The term ‘carer’ is not an easy one.  An unpaid carer refers to someone who provides support – practical and/or emotional – to an adult or child with an illness, disability, frailty, mental health problems or experience of substance misuse.  It’s an uneasy term perhaps to use about oneself and many people prefer the terms ‘husband, daughter, brother, friend’.  Over 70,000 people in Sheffield (1 in 8) are carers (and that’s just the people who self-identify).

It can often be quite an unseen role – many people in this position are unable to take much time for themselves, perhaps because the person they care for is not safe to be on their own due to dementia or epilepsy.  Often carers find they are consistently unable to attend social occasions and start to find it difficult to maintain friendships.  Often people find it very difficult to maintain their own physical and emotional health because they’ve become used to prioritising someone else’s needs.

During the coronavirus lockdown, we’ve been ‘clapping for carers’ on a Thursday.  I had hoped that the press might also raise awareness that family members are a massive part of the national body of carers.  During a time when many people have been unwell, many more family members, friends and neighbours have been doing the shopping, calling to check-in, providing hands-on care.  I wonder how different people have found this experience.  Yet, for many, hopefully this has been a short-term experience.  For others, caring for several years, it can become an identity.

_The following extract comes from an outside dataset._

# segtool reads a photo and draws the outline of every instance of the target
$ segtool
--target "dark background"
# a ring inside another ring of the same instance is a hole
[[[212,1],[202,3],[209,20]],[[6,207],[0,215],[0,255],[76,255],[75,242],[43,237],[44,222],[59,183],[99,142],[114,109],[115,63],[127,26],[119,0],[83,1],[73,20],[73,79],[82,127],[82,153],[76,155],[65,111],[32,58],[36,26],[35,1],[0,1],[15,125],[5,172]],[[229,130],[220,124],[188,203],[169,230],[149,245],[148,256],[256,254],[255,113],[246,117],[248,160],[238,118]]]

Through my role at Sheffield Carers Centre, I provide emotional support, advice and advocacy to carers.  I’ve been so struck, during the lockdown, by how different people have managed – some have said they feel much more resilient than normal and have less pressure on them (perhaps because they’re not trying to help their husband get ready for a 9am hospital appointment when it takes a few hours to give him a shower and get dressed); some have said they feel much less ‘left out’ than normal, because other people’s lives have slowed down to their pace (it’s amazing how inclusive online contact and phone calls are for people who can’t easily leave the house and normally miss out on a trip to the pub).  Others, though, have found a difficult situation to be made much harder by the lockdown.  Those who rely on respite or even a few hours out a week where they’re not on high alert, have not had this because of the risk of the virus if careworkers come into their homes or they go to a care home facility.  Others might have watched a family member struggle even more with their mental health or addiction.  As with everything, individual experience varies greatly.

I consider us all to have a role in preventing carers from feeling isolated.  Often what people say they value is acknowledgement of how hard this is and regular contact from friends to offload or just to feel a part of something different.

I think that caring for a family member or friend is an incredible act of love.  Yet I find that the most common phrase I use at work is ‘you’re important too’.  So, if you are in this position yourself, hear that phrase.  And if you know someone who you realise might be in this situation, perhaps you could remind them of it too.